Wird bei einem krankheitsbedingtem Ausbildungsabbruch weiterhin Kindergeld gezahlt?

Urteilsfall

Die Klägerin Gabi, Mutter der im Jahr 1994 geborenen Tochter Lisa, erhielt für diese im Jahr 2017 Kindergeld. Die Familienkasse ging davon aus, dass Lisa sich beginnend ab Februar 2016 in einer zweijährigen schulischen Ausbildung befindet. Im Herbst 2017 wurde der Familienkasse mitgeteilt, dass Lisa die Schule bereits im März 2017 verlassen hatte und sich ab September 2017 in einer Vollzeitbeschäftigung befand.
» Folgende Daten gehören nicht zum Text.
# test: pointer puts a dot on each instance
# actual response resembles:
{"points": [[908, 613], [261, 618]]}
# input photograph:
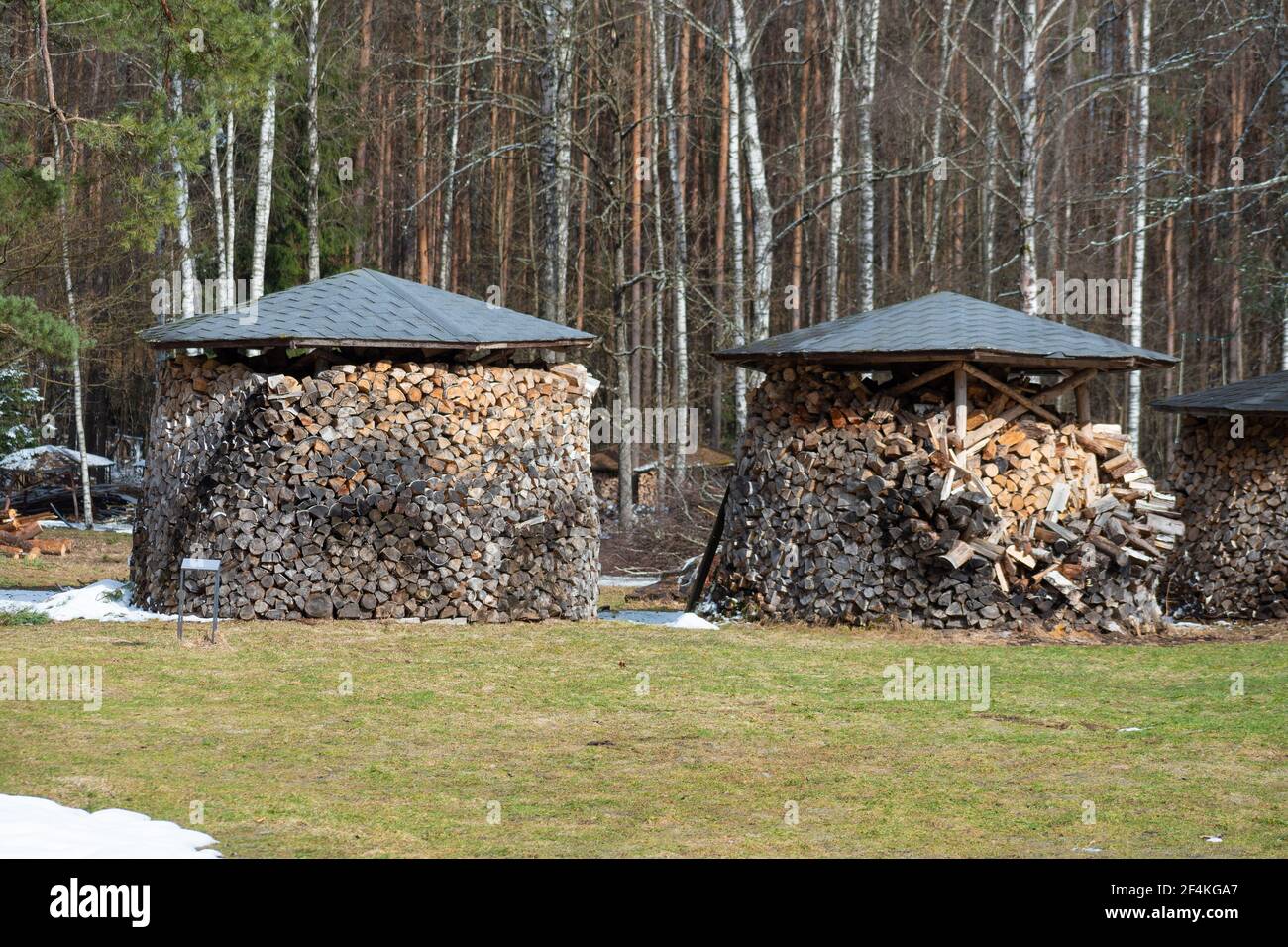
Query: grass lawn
{"points": [[549, 723], [94, 556]]}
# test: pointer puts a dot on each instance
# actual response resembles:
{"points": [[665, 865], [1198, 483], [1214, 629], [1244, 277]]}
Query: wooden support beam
{"points": [[699, 578], [1012, 393], [1083, 395], [922, 379], [960, 403]]}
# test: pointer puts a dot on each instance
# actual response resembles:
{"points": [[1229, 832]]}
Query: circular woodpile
{"points": [[372, 491], [848, 505], [1232, 480]]}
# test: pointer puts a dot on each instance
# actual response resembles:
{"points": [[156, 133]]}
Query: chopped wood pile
{"points": [[382, 489], [21, 539], [850, 504], [1233, 496]]}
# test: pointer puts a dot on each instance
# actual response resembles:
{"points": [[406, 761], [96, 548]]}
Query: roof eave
{"points": [[362, 343], [881, 359], [1214, 411]]}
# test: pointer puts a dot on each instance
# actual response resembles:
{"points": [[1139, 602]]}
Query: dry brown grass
{"points": [[94, 556]]}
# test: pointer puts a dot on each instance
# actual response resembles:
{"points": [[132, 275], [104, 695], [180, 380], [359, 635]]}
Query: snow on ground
{"points": [[34, 827], [94, 602], [33, 458], [664, 618], [24, 596], [629, 581]]}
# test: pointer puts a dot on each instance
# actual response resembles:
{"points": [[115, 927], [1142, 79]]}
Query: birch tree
{"points": [[265, 175], [737, 239], [217, 205], [679, 279], [60, 129], [936, 137], [555, 157], [454, 136], [835, 182], [183, 226], [1140, 184], [314, 162], [761, 206], [231, 210], [870, 22], [992, 138]]}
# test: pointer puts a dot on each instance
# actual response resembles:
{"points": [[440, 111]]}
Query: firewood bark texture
{"points": [[1233, 495], [373, 491], [849, 505]]}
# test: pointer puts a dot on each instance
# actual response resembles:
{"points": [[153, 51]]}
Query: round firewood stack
{"points": [[849, 505], [1233, 487], [385, 489]]}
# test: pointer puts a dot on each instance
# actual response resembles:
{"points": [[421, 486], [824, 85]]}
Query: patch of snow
{"points": [[34, 827], [29, 458], [94, 602], [664, 618], [629, 581], [25, 596]]}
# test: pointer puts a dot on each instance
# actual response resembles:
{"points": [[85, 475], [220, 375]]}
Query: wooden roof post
{"points": [[1082, 394], [960, 403]]}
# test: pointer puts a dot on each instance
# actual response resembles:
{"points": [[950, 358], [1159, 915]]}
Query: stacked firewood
{"points": [[1233, 487], [381, 489], [849, 504], [21, 539]]}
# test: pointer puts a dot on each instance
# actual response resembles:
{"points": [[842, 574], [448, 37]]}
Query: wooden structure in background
{"points": [[954, 493], [1232, 480], [400, 467]]}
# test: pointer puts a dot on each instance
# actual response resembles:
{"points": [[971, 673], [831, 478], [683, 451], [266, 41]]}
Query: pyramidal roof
{"points": [[945, 326], [1256, 395], [365, 307]]}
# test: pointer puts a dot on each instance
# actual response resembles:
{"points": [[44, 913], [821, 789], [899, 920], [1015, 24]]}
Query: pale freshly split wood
{"points": [[382, 489], [849, 505]]}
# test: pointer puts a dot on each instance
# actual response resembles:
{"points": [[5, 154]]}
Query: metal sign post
{"points": [[191, 565]]}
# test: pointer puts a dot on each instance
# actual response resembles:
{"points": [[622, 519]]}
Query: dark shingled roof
{"points": [[366, 308], [945, 326], [1257, 395]]}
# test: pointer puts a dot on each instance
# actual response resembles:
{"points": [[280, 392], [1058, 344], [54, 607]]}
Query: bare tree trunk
{"points": [[1283, 158], [679, 223], [68, 286], [798, 282], [1029, 158], [1237, 107], [314, 161], [763, 210], [421, 125], [622, 355], [1141, 170], [868, 51], [360, 163], [720, 262], [555, 158], [445, 262], [936, 140], [265, 179], [737, 235], [660, 373], [988, 205], [217, 202], [231, 214], [187, 268], [832, 290]]}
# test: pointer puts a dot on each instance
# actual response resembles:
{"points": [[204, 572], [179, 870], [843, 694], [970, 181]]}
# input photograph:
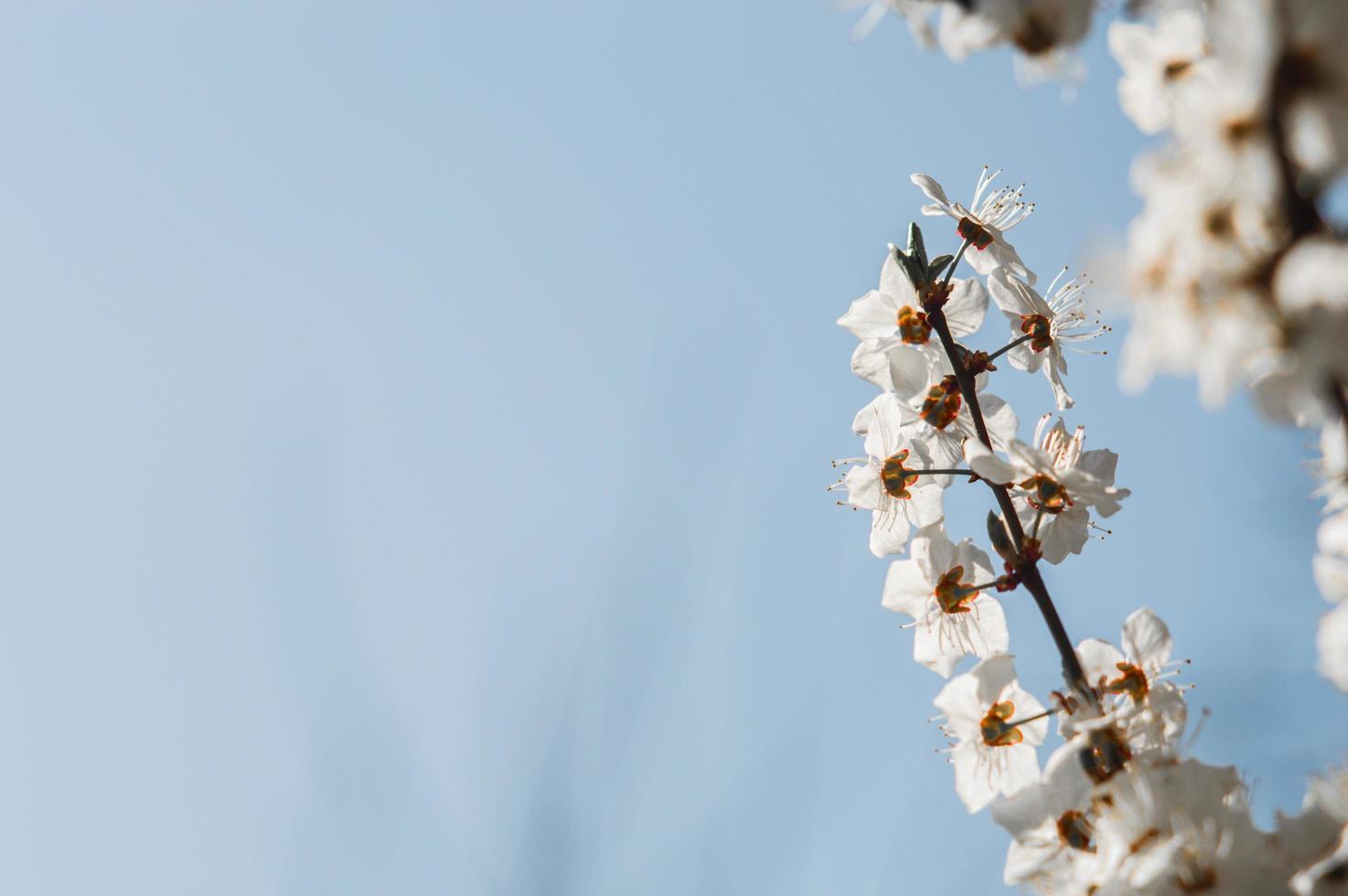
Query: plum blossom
{"points": [[995, 725], [1160, 64], [887, 484], [927, 407], [984, 222], [1057, 483], [890, 322], [938, 588], [1049, 824], [1146, 705], [1045, 326], [1180, 827]]}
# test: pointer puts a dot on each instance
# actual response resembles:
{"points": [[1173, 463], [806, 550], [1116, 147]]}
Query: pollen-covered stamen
{"points": [[913, 326], [1071, 320], [1001, 208], [895, 477], [1075, 830], [1131, 682], [943, 403], [995, 728], [1106, 753], [1038, 329], [950, 594], [973, 233], [1046, 495]]}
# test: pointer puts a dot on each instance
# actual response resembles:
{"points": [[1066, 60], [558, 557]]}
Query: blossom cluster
{"points": [[1235, 275], [1117, 807]]}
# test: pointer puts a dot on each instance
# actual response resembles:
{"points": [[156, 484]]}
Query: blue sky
{"points": [[418, 423]]}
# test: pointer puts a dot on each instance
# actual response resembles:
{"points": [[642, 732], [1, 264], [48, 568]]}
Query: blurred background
{"points": [[417, 423]]}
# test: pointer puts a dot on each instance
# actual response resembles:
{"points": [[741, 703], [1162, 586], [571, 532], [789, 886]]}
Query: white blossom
{"points": [[1057, 481], [997, 725], [1160, 62], [1135, 685], [884, 483], [984, 221], [936, 586], [1048, 326]]}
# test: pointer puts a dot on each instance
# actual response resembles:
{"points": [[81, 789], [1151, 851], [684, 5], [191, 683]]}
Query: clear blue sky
{"points": [[417, 432]]}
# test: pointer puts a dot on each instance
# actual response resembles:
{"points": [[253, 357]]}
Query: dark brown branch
{"points": [[1026, 566]]}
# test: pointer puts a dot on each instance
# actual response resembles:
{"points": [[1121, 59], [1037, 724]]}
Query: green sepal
{"points": [[937, 267], [915, 247], [913, 269], [1000, 540]]}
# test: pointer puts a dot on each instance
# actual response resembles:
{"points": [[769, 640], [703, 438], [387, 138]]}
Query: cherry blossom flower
{"points": [[890, 321], [1180, 827], [927, 407], [886, 483], [1146, 706], [1049, 824], [1057, 480], [997, 725], [984, 222], [1045, 326], [1327, 876], [940, 589], [1160, 62]]}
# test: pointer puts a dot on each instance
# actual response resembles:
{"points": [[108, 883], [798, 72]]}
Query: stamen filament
{"points": [[1010, 346]]}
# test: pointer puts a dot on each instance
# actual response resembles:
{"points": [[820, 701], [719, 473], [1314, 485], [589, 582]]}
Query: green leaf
{"points": [[937, 267], [915, 247], [1000, 540], [915, 272]]}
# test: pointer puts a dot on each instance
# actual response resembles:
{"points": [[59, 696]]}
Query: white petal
{"points": [[863, 485], [936, 552], [926, 504], [987, 464], [906, 589], [1063, 534], [1022, 768], [966, 307], [889, 532], [972, 783], [1014, 296], [873, 317], [994, 676], [933, 190], [1053, 369], [1099, 659], [999, 420], [1146, 639]]}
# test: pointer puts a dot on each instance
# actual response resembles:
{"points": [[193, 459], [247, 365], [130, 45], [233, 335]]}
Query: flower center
{"points": [[1075, 830], [995, 730], [1131, 682], [1196, 878], [1040, 330], [1106, 755], [950, 596], [975, 233], [1176, 69], [895, 477], [913, 326], [1046, 495], [943, 403]]}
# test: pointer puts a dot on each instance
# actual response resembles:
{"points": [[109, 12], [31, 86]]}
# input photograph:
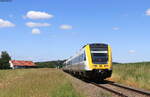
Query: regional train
{"points": [[93, 61]]}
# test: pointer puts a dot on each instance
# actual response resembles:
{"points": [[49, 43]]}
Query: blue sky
{"points": [[41, 30]]}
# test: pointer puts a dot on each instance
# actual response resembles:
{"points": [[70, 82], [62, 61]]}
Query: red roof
{"points": [[22, 63]]}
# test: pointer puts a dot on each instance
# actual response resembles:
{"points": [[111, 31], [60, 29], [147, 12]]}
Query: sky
{"points": [[43, 30]]}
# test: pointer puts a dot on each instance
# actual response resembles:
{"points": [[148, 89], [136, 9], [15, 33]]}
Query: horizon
{"points": [[54, 30]]}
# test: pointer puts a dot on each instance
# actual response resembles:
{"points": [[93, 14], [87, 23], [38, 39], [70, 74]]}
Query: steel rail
{"points": [[131, 88]]}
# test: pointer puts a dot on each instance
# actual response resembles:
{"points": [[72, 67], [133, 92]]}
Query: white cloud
{"points": [[131, 51], [66, 27], [147, 12], [38, 15], [36, 31], [32, 24], [115, 28], [5, 23]]}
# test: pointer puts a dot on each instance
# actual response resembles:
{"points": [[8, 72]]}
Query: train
{"points": [[93, 61]]}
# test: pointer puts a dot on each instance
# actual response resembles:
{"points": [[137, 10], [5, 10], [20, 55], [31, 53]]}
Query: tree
{"points": [[4, 60]]}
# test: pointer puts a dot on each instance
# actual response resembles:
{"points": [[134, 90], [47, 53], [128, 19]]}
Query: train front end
{"points": [[99, 60]]}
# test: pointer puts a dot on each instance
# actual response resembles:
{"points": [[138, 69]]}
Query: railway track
{"points": [[121, 90]]}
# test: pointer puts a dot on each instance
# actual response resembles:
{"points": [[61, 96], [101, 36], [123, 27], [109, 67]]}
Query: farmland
{"points": [[132, 74], [36, 83]]}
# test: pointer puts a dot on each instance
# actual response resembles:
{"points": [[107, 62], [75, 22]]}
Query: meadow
{"points": [[36, 83], [132, 74]]}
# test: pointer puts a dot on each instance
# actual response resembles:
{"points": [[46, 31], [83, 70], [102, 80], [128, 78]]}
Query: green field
{"points": [[36, 83], [133, 74]]}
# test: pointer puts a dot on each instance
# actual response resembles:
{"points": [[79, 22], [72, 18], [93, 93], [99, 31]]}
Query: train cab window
{"points": [[99, 58], [84, 56]]}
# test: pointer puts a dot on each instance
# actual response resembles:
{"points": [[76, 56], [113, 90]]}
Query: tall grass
{"points": [[134, 74], [35, 83]]}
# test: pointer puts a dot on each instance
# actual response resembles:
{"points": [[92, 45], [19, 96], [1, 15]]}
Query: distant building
{"points": [[14, 64]]}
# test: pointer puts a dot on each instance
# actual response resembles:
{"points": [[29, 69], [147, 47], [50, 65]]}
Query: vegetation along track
{"points": [[121, 90]]}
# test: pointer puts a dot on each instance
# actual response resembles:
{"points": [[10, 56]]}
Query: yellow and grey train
{"points": [[93, 61]]}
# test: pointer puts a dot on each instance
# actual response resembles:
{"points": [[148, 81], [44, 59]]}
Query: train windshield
{"points": [[99, 54]]}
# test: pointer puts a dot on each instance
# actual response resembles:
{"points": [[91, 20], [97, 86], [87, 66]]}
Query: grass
{"points": [[133, 74], [35, 83]]}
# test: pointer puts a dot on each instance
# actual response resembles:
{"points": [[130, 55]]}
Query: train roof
{"points": [[96, 44]]}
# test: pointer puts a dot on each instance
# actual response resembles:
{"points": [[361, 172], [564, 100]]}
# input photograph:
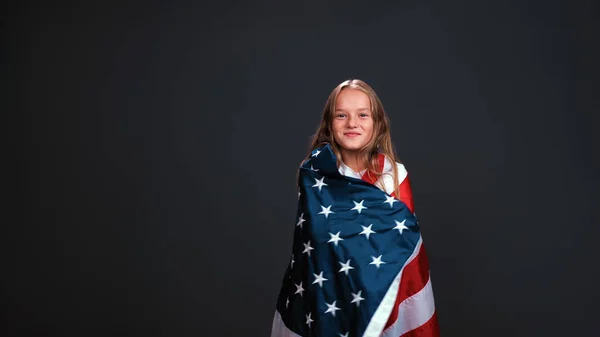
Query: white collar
{"points": [[347, 171]]}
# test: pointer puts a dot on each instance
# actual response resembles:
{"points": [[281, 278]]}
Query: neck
{"points": [[353, 160]]}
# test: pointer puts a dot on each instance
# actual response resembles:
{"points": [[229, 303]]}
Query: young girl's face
{"points": [[352, 120]]}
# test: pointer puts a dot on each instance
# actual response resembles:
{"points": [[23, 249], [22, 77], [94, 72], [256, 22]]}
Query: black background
{"points": [[157, 144]]}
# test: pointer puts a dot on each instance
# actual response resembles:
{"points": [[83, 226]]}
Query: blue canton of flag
{"points": [[351, 240]]}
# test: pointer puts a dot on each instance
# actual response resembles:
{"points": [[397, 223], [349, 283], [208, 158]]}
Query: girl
{"points": [[358, 265]]}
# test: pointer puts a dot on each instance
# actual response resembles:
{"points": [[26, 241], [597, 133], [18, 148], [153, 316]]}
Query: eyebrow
{"points": [[361, 109]]}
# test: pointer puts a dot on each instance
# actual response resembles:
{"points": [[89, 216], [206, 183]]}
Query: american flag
{"points": [[358, 264]]}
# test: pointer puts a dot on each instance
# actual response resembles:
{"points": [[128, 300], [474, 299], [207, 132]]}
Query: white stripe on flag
{"points": [[383, 311], [413, 312]]}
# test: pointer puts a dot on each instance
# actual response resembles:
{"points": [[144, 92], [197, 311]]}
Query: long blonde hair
{"points": [[380, 142]]}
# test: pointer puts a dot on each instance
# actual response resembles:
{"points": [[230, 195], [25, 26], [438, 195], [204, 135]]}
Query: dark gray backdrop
{"points": [[158, 145]]}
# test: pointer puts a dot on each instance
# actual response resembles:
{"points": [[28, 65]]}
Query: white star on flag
{"points": [[319, 279], [377, 261], [345, 267], [356, 298], [390, 200], [400, 226], [308, 319], [319, 183], [307, 248], [367, 231], [358, 206], [331, 308], [301, 220], [299, 289], [326, 210], [335, 238]]}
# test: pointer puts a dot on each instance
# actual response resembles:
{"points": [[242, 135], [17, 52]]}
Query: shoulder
{"points": [[388, 168]]}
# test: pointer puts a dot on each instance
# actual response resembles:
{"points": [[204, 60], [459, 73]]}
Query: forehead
{"points": [[352, 99]]}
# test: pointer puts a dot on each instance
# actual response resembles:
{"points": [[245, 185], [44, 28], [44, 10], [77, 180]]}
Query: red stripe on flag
{"points": [[414, 277], [429, 329], [406, 195], [369, 177]]}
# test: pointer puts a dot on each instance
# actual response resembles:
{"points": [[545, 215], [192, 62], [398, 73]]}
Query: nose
{"points": [[351, 121]]}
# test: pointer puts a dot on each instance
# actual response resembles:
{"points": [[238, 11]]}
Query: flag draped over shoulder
{"points": [[358, 264]]}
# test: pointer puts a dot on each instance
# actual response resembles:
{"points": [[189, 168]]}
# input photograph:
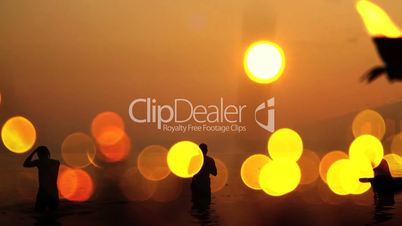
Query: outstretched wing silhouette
{"points": [[390, 51]]}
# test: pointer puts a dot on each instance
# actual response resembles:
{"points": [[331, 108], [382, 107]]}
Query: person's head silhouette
{"points": [[204, 148], [43, 152]]}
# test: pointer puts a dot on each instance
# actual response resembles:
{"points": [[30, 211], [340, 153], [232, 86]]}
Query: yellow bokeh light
{"points": [[366, 147], [343, 176], [250, 170], [395, 164], [328, 160], [285, 144], [185, 159], [279, 177], [78, 150], [369, 122], [376, 20], [151, 163], [18, 134], [264, 62]]}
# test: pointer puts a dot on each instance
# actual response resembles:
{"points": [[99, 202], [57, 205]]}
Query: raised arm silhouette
{"points": [[201, 184], [48, 169]]}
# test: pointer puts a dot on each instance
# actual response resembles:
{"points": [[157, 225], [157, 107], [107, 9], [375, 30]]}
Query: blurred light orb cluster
{"points": [[368, 122], [109, 132], [185, 159], [367, 148], [78, 150], [376, 20], [18, 134], [280, 174], [365, 153], [279, 177], [251, 168], [264, 62], [285, 144], [283, 174]]}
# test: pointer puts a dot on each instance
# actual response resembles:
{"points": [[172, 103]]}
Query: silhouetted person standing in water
{"points": [[48, 169], [201, 184]]}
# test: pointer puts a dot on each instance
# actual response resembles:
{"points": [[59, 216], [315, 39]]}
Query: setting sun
{"points": [[264, 62]]}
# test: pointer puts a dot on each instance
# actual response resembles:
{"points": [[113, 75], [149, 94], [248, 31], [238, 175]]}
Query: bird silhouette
{"points": [[390, 51]]}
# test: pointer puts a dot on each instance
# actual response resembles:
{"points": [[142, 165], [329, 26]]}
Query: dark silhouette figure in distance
{"points": [[48, 169], [201, 184]]}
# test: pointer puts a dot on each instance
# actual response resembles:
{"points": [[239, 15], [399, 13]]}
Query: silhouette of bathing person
{"points": [[201, 184], [48, 169]]}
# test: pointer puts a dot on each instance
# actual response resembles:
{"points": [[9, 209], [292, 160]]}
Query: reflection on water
{"points": [[204, 215], [47, 219]]}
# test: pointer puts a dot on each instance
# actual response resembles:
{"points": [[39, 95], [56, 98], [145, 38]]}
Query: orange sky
{"points": [[63, 62]]}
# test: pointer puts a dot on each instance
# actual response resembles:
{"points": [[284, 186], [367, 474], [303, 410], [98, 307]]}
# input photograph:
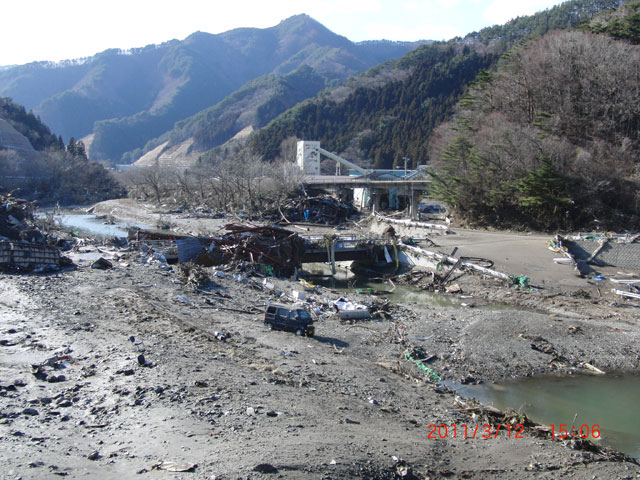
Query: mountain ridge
{"points": [[127, 98]]}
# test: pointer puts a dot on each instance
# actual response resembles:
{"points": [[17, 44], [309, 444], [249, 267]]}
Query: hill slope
{"points": [[551, 140], [390, 111], [128, 98]]}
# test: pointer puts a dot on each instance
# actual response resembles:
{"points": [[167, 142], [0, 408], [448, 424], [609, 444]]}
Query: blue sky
{"points": [[65, 29]]}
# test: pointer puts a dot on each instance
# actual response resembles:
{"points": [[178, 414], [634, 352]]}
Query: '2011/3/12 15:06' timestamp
{"points": [[564, 431], [486, 431]]}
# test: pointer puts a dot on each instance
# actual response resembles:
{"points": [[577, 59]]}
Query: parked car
{"points": [[288, 318]]}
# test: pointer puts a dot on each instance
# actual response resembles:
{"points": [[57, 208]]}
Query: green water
{"points": [[399, 294], [346, 282], [610, 401]]}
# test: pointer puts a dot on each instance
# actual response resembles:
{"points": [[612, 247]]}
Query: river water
{"points": [[609, 402], [612, 402], [90, 224]]}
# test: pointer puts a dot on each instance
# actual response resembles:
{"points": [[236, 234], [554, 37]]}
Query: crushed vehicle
{"points": [[288, 318]]}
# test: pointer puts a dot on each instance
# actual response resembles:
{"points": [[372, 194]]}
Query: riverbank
{"points": [[219, 394]]}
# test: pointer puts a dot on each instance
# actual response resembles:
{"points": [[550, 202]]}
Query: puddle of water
{"points": [[609, 401], [345, 281], [90, 224]]}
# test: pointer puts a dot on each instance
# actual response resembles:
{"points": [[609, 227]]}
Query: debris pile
{"points": [[272, 246], [16, 221], [23, 247], [323, 209]]}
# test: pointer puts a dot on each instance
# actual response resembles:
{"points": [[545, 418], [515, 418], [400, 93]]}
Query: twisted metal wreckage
{"points": [[23, 247]]}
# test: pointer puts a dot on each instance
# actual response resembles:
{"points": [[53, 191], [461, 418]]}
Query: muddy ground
{"points": [[142, 377]]}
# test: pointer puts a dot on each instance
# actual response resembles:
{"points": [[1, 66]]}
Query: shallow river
{"points": [[612, 402], [90, 224]]}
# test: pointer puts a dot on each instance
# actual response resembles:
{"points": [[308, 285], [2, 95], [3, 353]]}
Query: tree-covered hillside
{"points": [[551, 140], [390, 111], [28, 125], [128, 98], [50, 172]]}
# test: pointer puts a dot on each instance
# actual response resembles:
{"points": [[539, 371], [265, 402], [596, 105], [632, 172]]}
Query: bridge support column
{"points": [[413, 208], [376, 201]]}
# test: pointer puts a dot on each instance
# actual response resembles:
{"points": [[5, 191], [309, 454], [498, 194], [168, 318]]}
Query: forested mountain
{"points": [[551, 139], [128, 98], [36, 163], [390, 111], [26, 124]]}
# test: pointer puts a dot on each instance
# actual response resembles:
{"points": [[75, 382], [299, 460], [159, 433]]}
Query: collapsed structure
{"points": [[23, 247]]}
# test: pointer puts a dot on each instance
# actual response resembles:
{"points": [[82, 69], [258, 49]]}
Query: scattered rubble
{"points": [[23, 247]]}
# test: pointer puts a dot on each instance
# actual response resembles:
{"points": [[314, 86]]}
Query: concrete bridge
{"points": [[348, 248], [411, 188]]}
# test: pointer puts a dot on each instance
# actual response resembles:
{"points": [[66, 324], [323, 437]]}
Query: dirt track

Das Kindergeld wurde deshalb für den Zeitraum ab April zurückgefordert. Die Mutter erklärte daraufhin, eine regelmäßige Teilnahme am Unterricht sei ihrer Tochter krankheitsbedingt nicht möglich gewesen und legte mehrere Atteste vor. Eigentlich sollte die Ausbildung im September 2017 fortgesetzt werden, dies wurde von der Schule allerdings nicht bewilligt. Zur Überbrückung hat Lisa deshalb eine Beschäftigung aufgenommen.

Eine kindergeldrechtliche Berücksichtigung wegen Berufsausbildung i. S. d. § 32 Abs. 4 Satz 1 Nr. 2 Buchstabe a EStG scheidet aus, sobald ein Kind sein Ausbildungsverhältnis krankheitsbedingt nicht nur unterbrochen, sondern – z. B. durch Abmeldung von der (Hoch-)Schule oder Kündigung des Ausbildungsverhältnisses – abgebrochen hat. Ist ein Kind krankheitsbedingt nicht in der Lage, sich ernsthaft um eine Ausbildungsstelle zu bemühen oder sie zum nächstmöglichen Ausbildungsbeginn anzutreten, kann es nur dann nach § 32 Abs. 4 Satz 1 Nr. 2 Buchstabe c EStG berücksichtigt werden, wenn es sich um eine vorübergehende Erkrankung handelt und die im Anspruchszeitraum bestehende Ausbildungswilligkeit nachgewiesen wird. Von einer vorübergehenden Erkrankung ist auszugehen, wenn sie nicht länger als 6 Monate andauert.

Die Sache wurde vom BFH an das Finanzgericht zurückverwiesen. Dies hat nun zu klären, ob eine Berücksichtigung von Lisa als Kind in Betracht kommt (gem. § 32 Abs. 4 Satz 1 Nr. 2 Buchstabe c oder Nr. 3 EStG).

Praxishinweis

Bei voraussichtlich länger als 6 Monate andauernder Erkrankung käme ggf. eine Berücksichtigung als behindertes Kind in Betracht, § 32 Abs. 4 Satz 1 Nr. 3 EStG.